If the next generation of physics students can get plausible-looking calculations from AI without building that foundation, will they develop the judgment needed to know when those calculations are wrong? Can you learn to supervise work you have never really learned to do yourself?

The OECD warns that "relying too heavily on generative AI can undermine critical thinking and hinder long-term skill retention, especially when learners accept information without questioning it". Studies show that people using AI "appear to perform better in their tasks, but they also show signs of reduced independent thinking".

This is not a new shape of concern. People worried that calculators would undermine mathematical understanding. They worried that GPS would destroy our sense of direction. Some of those worries proved overblown, others less so. But AI represents a qualitative shift in what can be outsourced. You cannot outsource the ability to recognise when you are lost.

What this means

None of this argues against AI assistance. The potential for experts to accomplish dramatically more is real. A physicist producing novel research with AI collaboration points toward a future where human expertise gets leveraged in powerful new ways.

But we should be precise about the situation. AI is not a universal productivity enhancer. It is closer to a variable-ratio amplifier: massive gains in some configurations, modest help in others, actual harm in certain situations.

The key variables seem to be: whether you have the expertise to evaluate AI outputs in your domain; whether you have developed an intuition for where the jagged frontier lies in your particular field; and whether you are building expertise that will remain relevant, or bypassing foundations you will eventually need.

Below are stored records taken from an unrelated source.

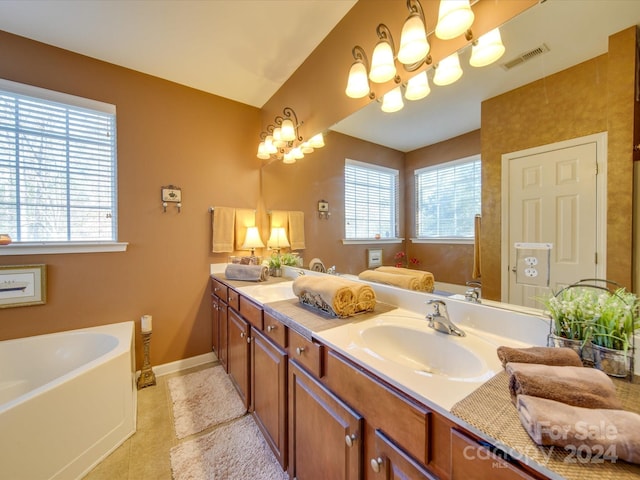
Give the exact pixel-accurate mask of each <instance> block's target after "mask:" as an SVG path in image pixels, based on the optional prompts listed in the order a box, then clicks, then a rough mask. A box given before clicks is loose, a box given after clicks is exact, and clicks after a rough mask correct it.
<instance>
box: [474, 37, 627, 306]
mask: <svg viewBox="0 0 640 480" xmlns="http://www.w3.org/2000/svg"><path fill="white" fill-rule="evenodd" d="M635 45H636V27H631V28H628V29H626V30H624V31H622V32H620V33H618V34H616V35H613V36H611V37H610V41H609V53H608V54H607V55H602V56H600V57H597V58H594V59H592V60H589V61H587V62H584V63H582V64H579V65H577V66H575V67H572V68H570V69H567V70H564V71H562V72H559V73H558V74H555V75H551V76H549V77H547V78H544V79H542V80H540V81H537V82H533V83H531V84H529V85H526V86H524V87H522V88H519V89H516V90H513V91H511V92H508V93H506V94H504V95H500V96H498V97H495V98H492V99H490V100H487V101H485V102H483V104H482V132H481V138H482V167H483V168H482V184H483V189H482V190H483V195H482V217H483V227H482V247H481V250H482V253H481V255H482V270H483V275H482V283H483V296H485V297H486V298H492V299H499V298H500V282H501V268H500V253H501V247H502V246H501V242H500V232H501V201H502V197H501V164H502V163H501V162H502V159H501V155H502V154H504V153H508V152H515V151H519V150H523V149H526V148H531V147H534V146H538V145H546V144H549V143H553V142H559V141H562V140H567V139H571V138H576V137H581V136H584V135H589V134H593V133H597V132H603V131H608V160H607V161H608V177H607V206H608V208H607V278H608V279H610V280H614V281H616V282H618V283H620V284H622V285H625V286H627V287H631V278H632V261H631V259H632V254H631V252H632V231H631V227H632V221H631V218H632V191H633V183H632V180H633V169H632V166H633V165H632V163H633V162H632V160H633V159H632V148H631V147H632V145H633V114H634V112H633V110H634V78H635Z"/></svg>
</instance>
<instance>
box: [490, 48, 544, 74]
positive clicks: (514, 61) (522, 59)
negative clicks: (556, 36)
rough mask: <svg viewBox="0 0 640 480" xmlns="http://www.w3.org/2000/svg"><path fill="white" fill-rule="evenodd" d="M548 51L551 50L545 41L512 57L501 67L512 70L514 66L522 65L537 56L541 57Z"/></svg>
mask: <svg viewBox="0 0 640 480" xmlns="http://www.w3.org/2000/svg"><path fill="white" fill-rule="evenodd" d="M548 51H549V47H547V46H546V45H545V44H544V43H543V44H542V45H540V46H539V47H536V48H533V49H531V50H529V51H527V52H524V53H521V54H520V55H518V56H517V57H515V58H512V59H511V60H509V61H507V62H504V63H503V64H501V67H502V68H504V69H505V70H511V69H512V68H513V67H515V66H517V65H520V64H522V63H524V62H527V61H529V60H532V59H534V58H536V57H539V56H540V55H542V54H543V53H547V52H548Z"/></svg>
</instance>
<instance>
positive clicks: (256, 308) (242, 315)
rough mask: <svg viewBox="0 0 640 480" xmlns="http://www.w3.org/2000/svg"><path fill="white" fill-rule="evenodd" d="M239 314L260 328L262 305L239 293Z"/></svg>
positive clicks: (257, 326) (251, 322) (261, 315)
mask: <svg viewBox="0 0 640 480" xmlns="http://www.w3.org/2000/svg"><path fill="white" fill-rule="evenodd" d="M240 315H242V316H243V317H244V318H245V320H247V321H248V322H249V323H250V324H251V325H253V326H254V327H256V328H258V329H260V330H262V307H260V306H259V305H256V304H255V303H253V302H252V301H251V300H249V299H248V298H246V297H243V296H242V295H240Z"/></svg>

Schwartz's paper is remarkable precisely because it required someone who had already spent decades becoming an expert. The AI did has not replaced that journey. However, the companies rolling out these tools are not waiting for the next generation to complete their own journeys. They are shipping now, optimising for adoption now, measuring "productivity gains" now.

The question is how we push a generation to still become experts when the tools make it so easy to skip the struggle. Because the struggle is not just inefficiency to be optimised away. It is where the required judgment comes from. Without people who have done that work, we end up with a world of fluent outputs and no one left who can tell if any of it is true.